Natives' Rugby Tour, 1888-89

Page 8 – Natives and northerners

Rugby in northern England

In 1888 the gentlemen who ran the Rugby Union (and the Empire) were based in southern England, and the England test was played in London. Yet the playing strength of the English game was in the north of the country. The Natives played two-thirds of their British matches in the north of England, and suffered their heaviest defeats to Halifax and Yorkshire. Only five fixtures were played in Wales, three in Ireland, and one in Scotland, whose rugby union was then in dispute with England’s.
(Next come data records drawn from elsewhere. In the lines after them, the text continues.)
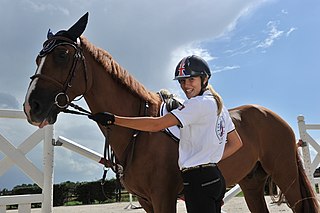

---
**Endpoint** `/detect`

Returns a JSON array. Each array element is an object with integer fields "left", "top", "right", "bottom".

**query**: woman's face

[{"left": 179, "top": 76, "right": 206, "bottom": 99}]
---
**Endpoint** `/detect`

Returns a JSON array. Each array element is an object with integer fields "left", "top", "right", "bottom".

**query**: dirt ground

[{"left": 7, "top": 196, "right": 297, "bottom": 212}]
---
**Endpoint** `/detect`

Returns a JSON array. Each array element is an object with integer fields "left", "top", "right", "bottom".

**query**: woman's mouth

[{"left": 184, "top": 89, "right": 194, "bottom": 98}]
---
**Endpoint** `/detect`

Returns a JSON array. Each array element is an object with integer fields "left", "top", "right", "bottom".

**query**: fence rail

[
  {"left": 3, "top": 110, "right": 318, "bottom": 212},
  {"left": 0, "top": 109, "right": 54, "bottom": 213},
  {"left": 297, "top": 115, "right": 320, "bottom": 193}
]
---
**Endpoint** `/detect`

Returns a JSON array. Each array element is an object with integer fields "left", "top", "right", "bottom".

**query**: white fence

[
  {"left": 2, "top": 110, "right": 318, "bottom": 211},
  {"left": 0, "top": 109, "right": 240, "bottom": 211},
  {"left": 0, "top": 109, "right": 54, "bottom": 213},
  {"left": 297, "top": 115, "right": 320, "bottom": 192}
]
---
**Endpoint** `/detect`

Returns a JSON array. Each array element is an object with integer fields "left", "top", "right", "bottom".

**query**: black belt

[{"left": 181, "top": 163, "right": 217, "bottom": 173}]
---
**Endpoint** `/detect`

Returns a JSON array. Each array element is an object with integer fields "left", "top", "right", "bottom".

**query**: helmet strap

[{"left": 198, "top": 76, "right": 208, "bottom": 96}]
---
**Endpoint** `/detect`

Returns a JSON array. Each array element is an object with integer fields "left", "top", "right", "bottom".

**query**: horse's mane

[{"left": 80, "top": 36, "right": 159, "bottom": 105}]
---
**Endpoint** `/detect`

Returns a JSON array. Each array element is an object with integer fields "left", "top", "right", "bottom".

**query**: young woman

[{"left": 89, "top": 55, "right": 243, "bottom": 213}]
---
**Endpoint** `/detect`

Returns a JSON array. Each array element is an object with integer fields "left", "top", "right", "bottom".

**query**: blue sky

[
  {"left": 207, "top": 1, "right": 320, "bottom": 134},
  {"left": 0, "top": 0, "right": 319, "bottom": 189}
]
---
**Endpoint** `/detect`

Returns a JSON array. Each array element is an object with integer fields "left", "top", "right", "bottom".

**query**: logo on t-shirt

[
  {"left": 178, "top": 105, "right": 185, "bottom": 111},
  {"left": 215, "top": 115, "right": 226, "bottom": 143}
]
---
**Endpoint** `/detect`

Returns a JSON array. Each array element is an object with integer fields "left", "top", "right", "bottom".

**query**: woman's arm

[
  {"left": 221, "top": 130, "right": 243, "bottom": 160},
  {"left": 114, "top": 113, "right": 180, "bottom": 132}
]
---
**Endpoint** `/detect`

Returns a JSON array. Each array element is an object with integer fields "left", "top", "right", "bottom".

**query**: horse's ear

[
  {"left": 47, "top": 29, "right": 54, "bottom": 39},
  {"left": 67, "top": 12, "right": 89, "bottom": 41}
]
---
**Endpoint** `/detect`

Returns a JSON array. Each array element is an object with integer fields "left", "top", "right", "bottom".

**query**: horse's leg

[
  {"left": 128, "top": 133, "right": 181, "bottom": 213},
  {"left": 138, "top": 197, "right": 154, "bottom": 213},
  {"left": 239, "top": 162, "right": 270, "bottom": 213},
  {"left": 152, "top": 194, "right": 177, "bottom": 213},
  {"left": 148, "top": 164, "right": 181, "bottom": 212}
]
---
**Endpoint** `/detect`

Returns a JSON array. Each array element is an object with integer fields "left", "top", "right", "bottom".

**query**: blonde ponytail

[{"left": 207, "top": 84, "right": 223, "bottom": 115}]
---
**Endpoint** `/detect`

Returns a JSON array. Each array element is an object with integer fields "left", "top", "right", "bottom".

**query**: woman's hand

[{"left": 88, "top": 112, "right": 115, "bottom": 126}]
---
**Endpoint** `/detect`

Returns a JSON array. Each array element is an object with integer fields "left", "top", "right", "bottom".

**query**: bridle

[
  {"left": 29, "top": 35, "right": 150, "bottom": 201},
  {"left": 29, "top": 35, "right": 124, "bottom": 196},
  {"left": 30, "top": 36, "right": 90, "bottom": 110}
]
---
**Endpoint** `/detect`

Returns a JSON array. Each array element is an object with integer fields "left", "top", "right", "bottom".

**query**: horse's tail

[{"left": 295, "top": 150, "right": 320, "bottom": 212}]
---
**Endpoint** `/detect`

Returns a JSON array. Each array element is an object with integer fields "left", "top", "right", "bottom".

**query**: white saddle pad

[{"left": 160, "top": 102, "right": 180, "bottom": 141}]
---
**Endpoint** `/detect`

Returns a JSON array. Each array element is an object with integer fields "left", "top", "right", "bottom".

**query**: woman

[{"left": 89, "top": 55, "right": 243, "bottom": 213}]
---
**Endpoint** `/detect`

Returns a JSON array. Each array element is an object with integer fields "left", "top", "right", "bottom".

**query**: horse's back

[
  {"left": 220, "top": 104, "right": 296, "bottom": 186},
  {"left": 229, "top": 104, "right": 294, "bottom": 138}
]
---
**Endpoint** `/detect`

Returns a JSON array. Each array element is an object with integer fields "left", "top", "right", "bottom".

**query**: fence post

[
  {"left": 0, "top": 109, "right": 54, "bottom": 212},
  {"left": 297, "top": 115, "right": 315, "bottom": 186},
  {"left": 42, "top": 125, "right": 54, "bottom": 213}
]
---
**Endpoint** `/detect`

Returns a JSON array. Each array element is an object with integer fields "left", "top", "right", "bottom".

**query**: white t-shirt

[{"left": 171, "top": 90, "right": 235, "bottom": 169}]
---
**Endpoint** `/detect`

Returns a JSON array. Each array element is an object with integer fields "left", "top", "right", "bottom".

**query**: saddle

[
  {"left": 159, "top": 89, "right": 183, "bottom": 112},
  {"left": 158, "top": 89, "right": 182, "bottom": 142}
]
Much of the itinerary is a list of grim industrial towns that are now rugby league strongholds: Wakefield (two matches), Wigan, Bradford, Leeds (two), Castleford, Warrington, Halifax, Widnes (two), St Helens, Salford, Rochdale....
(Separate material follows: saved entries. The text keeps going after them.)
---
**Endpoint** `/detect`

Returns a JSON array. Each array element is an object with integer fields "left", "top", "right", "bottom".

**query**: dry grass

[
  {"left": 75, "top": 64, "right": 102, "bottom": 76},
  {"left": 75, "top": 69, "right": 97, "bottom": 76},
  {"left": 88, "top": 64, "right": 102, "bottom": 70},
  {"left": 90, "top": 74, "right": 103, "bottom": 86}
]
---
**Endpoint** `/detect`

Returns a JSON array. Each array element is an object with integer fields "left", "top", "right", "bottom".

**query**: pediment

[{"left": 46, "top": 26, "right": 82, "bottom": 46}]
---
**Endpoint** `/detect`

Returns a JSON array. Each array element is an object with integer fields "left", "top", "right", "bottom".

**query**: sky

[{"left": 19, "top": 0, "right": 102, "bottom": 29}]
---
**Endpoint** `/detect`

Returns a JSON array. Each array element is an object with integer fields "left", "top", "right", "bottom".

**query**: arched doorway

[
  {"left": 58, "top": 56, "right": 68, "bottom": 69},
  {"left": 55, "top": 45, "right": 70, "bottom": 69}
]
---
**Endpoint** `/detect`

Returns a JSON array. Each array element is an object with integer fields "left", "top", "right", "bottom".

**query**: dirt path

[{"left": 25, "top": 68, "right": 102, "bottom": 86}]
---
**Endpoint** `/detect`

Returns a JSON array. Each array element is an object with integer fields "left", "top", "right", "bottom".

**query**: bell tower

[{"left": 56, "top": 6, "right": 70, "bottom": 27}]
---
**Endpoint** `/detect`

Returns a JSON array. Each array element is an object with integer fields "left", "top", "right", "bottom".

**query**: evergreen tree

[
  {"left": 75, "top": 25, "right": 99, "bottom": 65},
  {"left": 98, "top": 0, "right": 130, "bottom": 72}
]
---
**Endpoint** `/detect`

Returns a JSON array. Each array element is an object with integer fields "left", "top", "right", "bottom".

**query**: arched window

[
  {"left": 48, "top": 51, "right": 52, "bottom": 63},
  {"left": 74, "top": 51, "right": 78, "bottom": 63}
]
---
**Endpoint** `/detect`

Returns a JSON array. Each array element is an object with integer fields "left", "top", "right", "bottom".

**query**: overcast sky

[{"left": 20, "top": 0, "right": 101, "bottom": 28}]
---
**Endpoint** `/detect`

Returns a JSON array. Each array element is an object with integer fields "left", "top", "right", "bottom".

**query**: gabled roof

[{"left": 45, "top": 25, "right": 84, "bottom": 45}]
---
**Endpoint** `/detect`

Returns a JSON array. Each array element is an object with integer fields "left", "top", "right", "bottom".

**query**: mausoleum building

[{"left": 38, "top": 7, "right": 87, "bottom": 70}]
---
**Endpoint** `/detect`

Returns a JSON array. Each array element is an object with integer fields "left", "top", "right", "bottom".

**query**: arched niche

The ‘great schism’ within English rugby over the rules of the game and the issue of compensating players for time off work was not to come until 1895, when the southern ‘amateurs’ and northern ‘professionals’ divided the sport into two warring codes. As Ryan has pointed out, one consequence of this was that the ‘Originals’ of 1905/6 faced much weaker opposition in many areas than the Natives encountered.
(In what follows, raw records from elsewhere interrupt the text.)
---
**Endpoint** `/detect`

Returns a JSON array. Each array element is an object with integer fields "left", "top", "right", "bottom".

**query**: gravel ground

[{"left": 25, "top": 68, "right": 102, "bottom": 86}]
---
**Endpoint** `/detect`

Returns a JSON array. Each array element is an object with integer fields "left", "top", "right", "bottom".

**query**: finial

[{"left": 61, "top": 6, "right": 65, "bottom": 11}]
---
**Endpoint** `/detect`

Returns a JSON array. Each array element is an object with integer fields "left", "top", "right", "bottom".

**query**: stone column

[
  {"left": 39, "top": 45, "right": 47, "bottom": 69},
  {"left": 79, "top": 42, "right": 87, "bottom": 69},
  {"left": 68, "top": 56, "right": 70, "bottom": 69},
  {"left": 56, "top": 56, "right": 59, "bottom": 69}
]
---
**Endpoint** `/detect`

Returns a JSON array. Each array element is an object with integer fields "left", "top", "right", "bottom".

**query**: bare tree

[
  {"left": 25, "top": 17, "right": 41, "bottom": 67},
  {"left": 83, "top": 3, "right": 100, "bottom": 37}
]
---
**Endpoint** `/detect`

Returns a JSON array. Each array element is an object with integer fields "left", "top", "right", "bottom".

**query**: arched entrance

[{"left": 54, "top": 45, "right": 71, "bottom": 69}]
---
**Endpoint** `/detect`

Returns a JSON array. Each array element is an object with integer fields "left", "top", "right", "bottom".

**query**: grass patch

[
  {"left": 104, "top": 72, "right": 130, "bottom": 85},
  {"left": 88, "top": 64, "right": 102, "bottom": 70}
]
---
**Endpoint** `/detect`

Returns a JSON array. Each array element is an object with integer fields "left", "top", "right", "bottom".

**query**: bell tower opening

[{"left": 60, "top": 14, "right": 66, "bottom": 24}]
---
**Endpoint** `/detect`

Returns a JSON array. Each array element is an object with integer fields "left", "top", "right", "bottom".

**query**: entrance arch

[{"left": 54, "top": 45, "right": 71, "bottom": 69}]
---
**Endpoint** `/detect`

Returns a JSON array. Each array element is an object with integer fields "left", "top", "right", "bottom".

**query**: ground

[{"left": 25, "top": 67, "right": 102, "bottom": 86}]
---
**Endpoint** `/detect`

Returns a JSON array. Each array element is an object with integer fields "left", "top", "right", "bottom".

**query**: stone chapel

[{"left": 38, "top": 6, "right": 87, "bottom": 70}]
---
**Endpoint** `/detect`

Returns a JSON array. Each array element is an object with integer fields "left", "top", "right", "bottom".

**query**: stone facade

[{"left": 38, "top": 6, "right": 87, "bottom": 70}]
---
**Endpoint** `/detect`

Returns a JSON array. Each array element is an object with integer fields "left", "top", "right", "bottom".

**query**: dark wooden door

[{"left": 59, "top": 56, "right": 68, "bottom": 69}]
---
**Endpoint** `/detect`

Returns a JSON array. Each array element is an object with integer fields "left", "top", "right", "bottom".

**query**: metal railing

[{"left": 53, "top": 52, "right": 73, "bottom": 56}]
Whereas the Natives were criticised in the south for over-vigorous play, they were praised in the north for their ‘fairness’. Crowds were bigger in the north, too – it was here that Eyton organised most of their repeat fixtures. While southerners extolled the character-building qualities of team sport, northerners wanted to win, for themselves and for the communities which supported them. Challenge cup competitions developed first in the north (the Rugby Football Union disliked the emphasis these placed on winning).

There were simply not enough former public schoolboys in Yorkshire and Lancashire to set the tone of the game there. Tough men from mills and pits were used to physical exertion and taking knocks. They played hard but (at least in their own eyes) fair, and enjoyed competing against colonials who like themselves were looked down on by the English elites. Nor did Eyton’s pursuit of profit faze them.